A router can be defined as a device that connects two or more than two computer networks and selectively exchanges packets of data among them. Every packet data encompasses address information that a router can use to find out whether the destination and source are on the same network, or if the packet data must be transmitted from one network to another.
Through projecting routing needs and network traffic centered on the types and number of applications and hardware devices used in environment, one can better choose whether to use a software router, a hardware router, or a combination of both. When talking about hardware and software router, there are numerous advantages hardware router has over software router. Few of them are mentioned below. Hardware router has higher throughput as compared to software router and computer solutions particularly Windows based.
Hardware router is very reliable and runs easily once you set it up and does not require any attention, while software router are unreliable and does not run easily (Haverkort, Bohnenkamp & Smith, 2000). Hardware-based routers handle heavy routing demands perfectly, whereas software routers can only handle lighter routing loads. Hardware router does not require a PC to be running to permit access for other computers.

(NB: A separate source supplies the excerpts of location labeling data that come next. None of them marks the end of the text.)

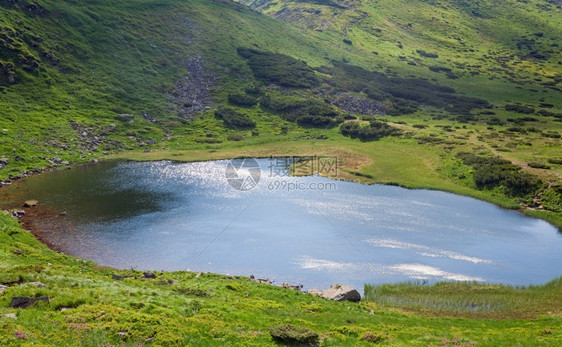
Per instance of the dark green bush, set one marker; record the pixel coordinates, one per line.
(538, 165)
(519, 109)
(292, 335)
(234, 119)
(278, 68)
(242, 99)
(427, 54)
(235, 137)
(292, 108)
(492, 172)
(314, 121)
(373, 131)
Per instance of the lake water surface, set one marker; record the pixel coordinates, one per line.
(312, 230)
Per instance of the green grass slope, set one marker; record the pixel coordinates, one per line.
(87, 306)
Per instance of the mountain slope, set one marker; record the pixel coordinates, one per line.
(81, 81)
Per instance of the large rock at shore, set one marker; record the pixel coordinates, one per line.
(30, 203)
(338, 292)
(24, 302)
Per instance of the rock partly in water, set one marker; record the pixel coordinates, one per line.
(8, 315)
(30, 203)
(338, 292)
(36, 284)
(24, 301)
(260, 280)
(290, 286)
(148, 274)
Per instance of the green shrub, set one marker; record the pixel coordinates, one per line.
(234, 119)
(279, 68)
(538, 165)
(235, 137)
(373, 131)
(242, 99)
(292, 335)
(519, 109)
(314, 121)
(492, 172)
(426, 54)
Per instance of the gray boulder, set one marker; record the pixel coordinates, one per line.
(24, 302)
(338, 292)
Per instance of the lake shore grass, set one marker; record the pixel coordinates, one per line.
(90, 306)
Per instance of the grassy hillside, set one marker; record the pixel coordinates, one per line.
(79, 82)
(451, 95)
(88, 305)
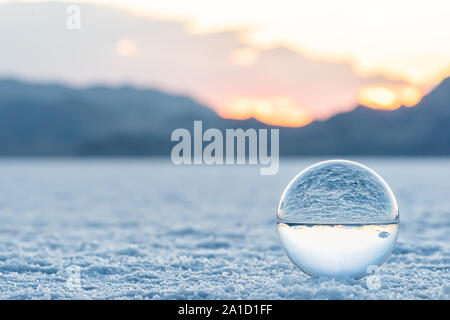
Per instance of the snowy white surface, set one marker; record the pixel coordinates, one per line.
(146, 229)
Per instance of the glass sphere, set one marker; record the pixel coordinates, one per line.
(338, 219)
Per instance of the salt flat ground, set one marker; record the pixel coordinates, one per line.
(146, 229)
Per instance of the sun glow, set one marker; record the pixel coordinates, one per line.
(280, 111)
(389, 97)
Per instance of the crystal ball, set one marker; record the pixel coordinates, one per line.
(338, 219)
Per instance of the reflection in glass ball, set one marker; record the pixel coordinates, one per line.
(338, 219)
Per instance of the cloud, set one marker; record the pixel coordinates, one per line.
(115, 47)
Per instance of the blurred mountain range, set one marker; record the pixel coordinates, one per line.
(56, 120)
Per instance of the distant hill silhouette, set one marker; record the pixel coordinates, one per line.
(54, 120)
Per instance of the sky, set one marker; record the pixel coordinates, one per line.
(284, 62)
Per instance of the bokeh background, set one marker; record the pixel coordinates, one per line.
(92, 207)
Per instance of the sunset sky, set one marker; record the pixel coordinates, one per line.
(283, 62)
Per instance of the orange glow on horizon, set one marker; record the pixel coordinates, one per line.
(278, 111)
(389, 97)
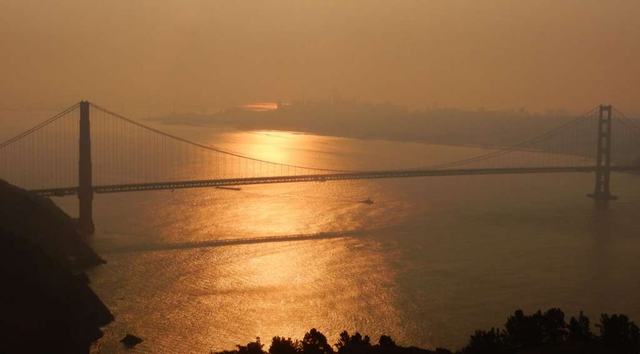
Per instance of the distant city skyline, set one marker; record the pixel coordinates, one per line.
(465, 54)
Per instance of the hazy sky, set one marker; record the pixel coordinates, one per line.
(206, 53)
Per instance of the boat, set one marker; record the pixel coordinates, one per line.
(229, 188)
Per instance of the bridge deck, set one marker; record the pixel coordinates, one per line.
(135, 187)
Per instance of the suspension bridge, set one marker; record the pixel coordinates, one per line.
(87, 149)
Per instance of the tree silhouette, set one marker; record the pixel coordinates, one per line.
(315, 342)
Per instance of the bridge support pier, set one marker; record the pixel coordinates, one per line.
(602, 190)
(85, 190)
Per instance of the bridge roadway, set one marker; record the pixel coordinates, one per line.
(136, 187)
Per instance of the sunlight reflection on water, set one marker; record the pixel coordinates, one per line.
(427, 265)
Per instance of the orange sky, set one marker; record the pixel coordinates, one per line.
(150, 54)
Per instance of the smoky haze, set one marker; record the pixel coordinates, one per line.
(152, 54)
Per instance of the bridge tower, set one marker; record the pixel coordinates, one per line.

In addition, hardware router does not contain any software or files that can be deleted, harmed, copied, stolen, etc. whereas, there is a risk in software router. A software router can be very perfect on a segmented and small network with comparatively light traffic between subnets as it cannot bear much load and traffic. However, hardware-based routers can bear heavy traffic and enterprise network environments that have a huge quantity of network divisions and an extensive range of performance desires use range of hardware routers in order to perform various roles throughout the network.